Working with the individual in context favours a model of formulation, which involves

devising tentative hypotheses about an individual’s difficulties based on psychological theory.

Formulation, therefore, advocates collaborative exploration of the unique experiences and

personal meaning that individuals attribute to their distress. This principle, therefore, fits within

the ethos of counselling psychology. By dealing with subjective experience, psychologists can

work holistically to map out the links between clients’ thoughts, feelings, behaviours and

relationships without making assumptions.

Although formulation may not provide immediate relief as might a diagnostic label, it

replaces medical jargon with understandable language and promotes client agency in exploring

their unique experiences of distress. Formulation also explores clients’ strengths, a value

espoused by the humanistic value base of counselling psychology. However, its subjective

nature does not prevent social and cultural factors from influencing psychological practice;

moreover, replacing diagnostic systems with a formulation-based approach would be a huge,

costly change. Therefore, some professionals advocate diagnosis for a broad understanding of an

individual’s difficulties coupled with a formulation of their specific difficulties.

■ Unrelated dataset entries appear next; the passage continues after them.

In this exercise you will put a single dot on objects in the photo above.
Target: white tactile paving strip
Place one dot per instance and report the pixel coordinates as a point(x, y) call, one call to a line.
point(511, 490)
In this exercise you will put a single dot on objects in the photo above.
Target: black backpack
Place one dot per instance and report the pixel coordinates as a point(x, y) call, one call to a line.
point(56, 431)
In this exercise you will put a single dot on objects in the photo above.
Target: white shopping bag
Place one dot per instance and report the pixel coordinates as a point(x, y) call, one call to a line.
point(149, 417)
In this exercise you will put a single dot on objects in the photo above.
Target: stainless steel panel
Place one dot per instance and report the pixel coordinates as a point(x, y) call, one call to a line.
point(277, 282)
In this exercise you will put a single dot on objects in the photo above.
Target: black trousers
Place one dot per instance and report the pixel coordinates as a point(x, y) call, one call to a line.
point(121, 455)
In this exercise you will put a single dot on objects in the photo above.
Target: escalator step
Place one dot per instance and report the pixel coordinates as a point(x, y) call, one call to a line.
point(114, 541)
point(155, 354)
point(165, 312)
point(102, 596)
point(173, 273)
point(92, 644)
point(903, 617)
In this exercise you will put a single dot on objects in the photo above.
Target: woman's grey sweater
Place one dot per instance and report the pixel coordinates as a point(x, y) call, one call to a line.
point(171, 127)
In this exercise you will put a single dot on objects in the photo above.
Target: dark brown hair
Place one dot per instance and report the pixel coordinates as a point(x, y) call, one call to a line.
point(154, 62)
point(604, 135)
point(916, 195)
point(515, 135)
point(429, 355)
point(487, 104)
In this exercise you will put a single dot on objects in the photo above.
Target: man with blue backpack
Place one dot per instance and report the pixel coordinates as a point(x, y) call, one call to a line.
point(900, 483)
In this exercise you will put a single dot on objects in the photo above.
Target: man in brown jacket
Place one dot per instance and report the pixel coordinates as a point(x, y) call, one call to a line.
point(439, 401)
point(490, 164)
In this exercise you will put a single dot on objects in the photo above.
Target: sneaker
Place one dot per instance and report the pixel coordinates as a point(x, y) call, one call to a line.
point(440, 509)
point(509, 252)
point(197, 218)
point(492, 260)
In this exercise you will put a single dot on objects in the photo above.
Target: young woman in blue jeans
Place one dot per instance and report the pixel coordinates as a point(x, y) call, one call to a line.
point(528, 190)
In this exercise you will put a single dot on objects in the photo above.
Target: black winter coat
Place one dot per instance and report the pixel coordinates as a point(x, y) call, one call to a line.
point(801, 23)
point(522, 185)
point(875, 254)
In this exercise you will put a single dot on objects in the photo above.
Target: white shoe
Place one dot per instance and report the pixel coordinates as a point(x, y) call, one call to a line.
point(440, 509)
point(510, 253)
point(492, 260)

In summary, in counselling psychology, the scientist-practitioner model represents the

creative tension between exploring clients’ subjective experiences and drawing on objective

sources for diagnosis. Ultimately, the current model of diagnosis, using the DSM, is flawed on

this account: it is spoiled by subjectivity. Instead, formulation – or both, combined – may offer a

more holistic account of an individual’s unique experiences and their personal meaning.